An IED typically consists of several components, including:

·       Initiator or triggering mechanism: Device or mechanism that sets off the explosion.

·       Switch: Mechanism that arms the explosive, allowing it to be triggered when desired.

·       Main charge: The primary explosive material that causes the explosion.

·       Power source: Provides the energy necessary to trigger the explosion, often an electric initiator.

·       Container: Holds the explosive components together and may conceal the device.

IEDs may be enhanced with additional materials to increase their lethality and effectiveness:

·       Shrapnel: Nails, glass, or metal fragments added to the explosive to create more significant injury and damage.

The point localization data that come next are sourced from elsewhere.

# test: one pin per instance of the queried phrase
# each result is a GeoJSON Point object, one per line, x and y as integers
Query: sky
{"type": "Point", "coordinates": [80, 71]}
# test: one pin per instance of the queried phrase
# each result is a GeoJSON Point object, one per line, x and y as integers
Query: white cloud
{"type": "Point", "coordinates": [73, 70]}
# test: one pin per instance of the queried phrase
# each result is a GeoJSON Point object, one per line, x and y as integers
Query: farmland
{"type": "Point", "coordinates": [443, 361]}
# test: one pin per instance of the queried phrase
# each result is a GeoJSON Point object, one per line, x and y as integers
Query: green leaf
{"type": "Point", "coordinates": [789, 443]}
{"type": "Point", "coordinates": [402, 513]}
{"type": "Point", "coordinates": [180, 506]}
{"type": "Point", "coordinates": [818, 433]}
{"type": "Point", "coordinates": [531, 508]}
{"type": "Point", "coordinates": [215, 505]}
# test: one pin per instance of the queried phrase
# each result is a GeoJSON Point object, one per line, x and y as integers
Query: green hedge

·       Hazardous materials: Toxic chemicals or radioactive substances can be included, turning the device into a “dirty bomb” capable of spreading contamination.

Common materials used in the construction of IEDs include:

·       Fertilizers: Ammonium nitrate and urea nitrate, which contain nitrogen compounds suitable for explosives.

·       Gunpowder: Traditional explosive material made from a mixture of saltpeter, charcoal, and sulfur.

·       Hydrogen peroxide: Chemical compound used as an oxidizer in homemade explosives.


IEDs can cause extensive damage to infrastructure, property, and human lives.

·       The extent of damage depends on factors such as the size, construction, and placement of the device.

·       In addition to causing casualties, IEDs are often used strategically to disrupt operations, create fear, and divert resources in conflict zones.

Notable instances of IED use:

·       IEDs have been used in numerous terrorist attacks and insurgent activities worldwide.

·       Examples include attacks such as the 1993 Mumbai serial blasts, the 2008 Jaipur blasts, the 2006 Jama Masjid bombings, and the 2013 Bodh Gaya bombings.

·       Various militant groups, including Maoist insurgents and Kashmiri militants, have employed IEDs as part of their tactics in conflicts.